Henson was no diarist, but he did keep brief handwritten notes for much of his life in a journal book. This was published for the first time in 2012 by Chronicle Books as Imagination Illustrated: The Jim Henson Journal (and some pages can previewed at Googlebooks or Amazon). In the book, the short, brief entries have been supplemented hugely with illustrations put together by Karen Falk. In a foreword, Lisa Henson, Jim Henson’s oldest child, says: ‘The great profusion of images, titles, and characters that [Falk] has used to illustrate my father’s journal is a wonderful way to capture Jim’s very busyness - his wildly creative mind.’

Henson’s diary has also been used by Brian Jay Jones in his recent biography - Jim Henson: The Biography (Virgin Books, 2013). The New York Times called it ‘an exhaustive work that is never exhausting, a credit both to Jones’s brisk style and to Henson’s exceptional life’; but it also cautioned: ‘As strong as Jones is on Henson’s career, the man himself often remains out of sight, crouched just below the frame.’ Henson’s diary is referenced many dozens of time through the book, but most quotes from it are just two or three words long - reflecting the brevity of Henson’s diary entries. Most of verbatim quotes are embedded in Jones’s text, as in “Mom passed on,” he confided in his journal’ or ‘ “Received EMMY,” Jim wrote in his journal’. There are, though, a handful of slightly longer quotes (none dated), as follows:

‘My work schedule here is extremely full, [. . .] Work days usually start when I get up and go late into the evenings - shooting days end at 8 p.m. and often I’m meeting someone for dinner - business mostly. I go to ATV virtually every day . . . weekends I drop by the editing and sound dubbing.’

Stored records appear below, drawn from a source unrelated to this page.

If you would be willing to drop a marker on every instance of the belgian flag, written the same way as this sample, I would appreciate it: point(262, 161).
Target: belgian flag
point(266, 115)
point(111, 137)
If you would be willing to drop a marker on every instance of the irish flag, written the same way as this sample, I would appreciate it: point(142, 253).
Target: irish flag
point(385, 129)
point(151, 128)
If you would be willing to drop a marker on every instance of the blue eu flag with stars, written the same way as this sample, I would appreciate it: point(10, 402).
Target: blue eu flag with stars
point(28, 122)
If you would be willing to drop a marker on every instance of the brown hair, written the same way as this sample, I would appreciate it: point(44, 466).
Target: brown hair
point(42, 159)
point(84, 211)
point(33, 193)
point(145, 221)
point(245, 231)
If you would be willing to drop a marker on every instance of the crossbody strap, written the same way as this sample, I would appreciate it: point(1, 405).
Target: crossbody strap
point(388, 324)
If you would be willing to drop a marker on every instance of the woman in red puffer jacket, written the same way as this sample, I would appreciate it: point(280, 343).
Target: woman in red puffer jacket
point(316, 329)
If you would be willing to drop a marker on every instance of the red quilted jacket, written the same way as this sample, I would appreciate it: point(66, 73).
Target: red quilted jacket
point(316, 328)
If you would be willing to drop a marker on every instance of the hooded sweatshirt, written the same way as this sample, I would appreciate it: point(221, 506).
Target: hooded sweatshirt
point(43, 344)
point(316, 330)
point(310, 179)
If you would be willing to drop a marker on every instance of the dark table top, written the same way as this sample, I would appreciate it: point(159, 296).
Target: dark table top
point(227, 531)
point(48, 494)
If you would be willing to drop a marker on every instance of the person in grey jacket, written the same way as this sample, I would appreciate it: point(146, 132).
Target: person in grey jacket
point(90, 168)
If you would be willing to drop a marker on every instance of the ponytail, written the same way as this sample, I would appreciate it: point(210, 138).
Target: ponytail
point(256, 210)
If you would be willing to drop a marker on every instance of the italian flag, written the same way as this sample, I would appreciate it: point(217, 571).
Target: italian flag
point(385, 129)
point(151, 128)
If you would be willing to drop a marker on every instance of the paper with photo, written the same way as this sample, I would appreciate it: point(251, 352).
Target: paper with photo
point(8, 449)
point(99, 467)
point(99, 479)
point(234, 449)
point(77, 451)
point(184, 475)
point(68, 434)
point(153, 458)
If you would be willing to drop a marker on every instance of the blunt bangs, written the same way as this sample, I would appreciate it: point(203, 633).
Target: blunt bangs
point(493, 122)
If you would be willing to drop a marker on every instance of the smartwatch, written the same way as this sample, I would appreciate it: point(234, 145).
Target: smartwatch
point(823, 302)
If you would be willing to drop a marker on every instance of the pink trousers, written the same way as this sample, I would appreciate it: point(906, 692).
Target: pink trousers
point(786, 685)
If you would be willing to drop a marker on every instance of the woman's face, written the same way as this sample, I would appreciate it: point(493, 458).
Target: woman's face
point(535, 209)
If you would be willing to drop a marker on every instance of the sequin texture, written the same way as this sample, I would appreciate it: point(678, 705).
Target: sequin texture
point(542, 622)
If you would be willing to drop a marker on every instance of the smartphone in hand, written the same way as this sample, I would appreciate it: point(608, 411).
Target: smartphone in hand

‘I don’t resent the long work time - I shouldn’t - I’m the one who set my life up this way - but I love to work. It’s the thing that I get the most satisfaction out of - and probably what I do best. Not that I don’t enjoy days off - I love vacations and loafing around. But I think much of the world has the wrong idea of working - it’s one of the good things in life - the feeling of accomplishment is more real and satisfying than finishing a good meal or looking at one’s accumulated wealth.’

‘Last night, I met the Queen of England - to dah!’ [At a Royal Variety Performance.]

‘I love it!. I’ve always enjoyed cars - and I enjoy being in love with my car.’ [On a brand-new Kermit-green Lotus with a license plate reading kermit given to him by Lord Grade.]

‘I really had a delightful time working on the concept - and talking it over with Cheryl - and it all gelled during that time, so that I’m quite happy with the way it has begun taking shape.’ [About The Dark Crystal.]

‘I’m trying to create this film in a different way, hoping to get all the creative elements going on it for a while before tying things down with a script.’ [About The Dark Crystal.]

‘It’s such a wonderful challenge to try to design an entire world ... like no one has ever seen before.’ [About The Dark Crystal.]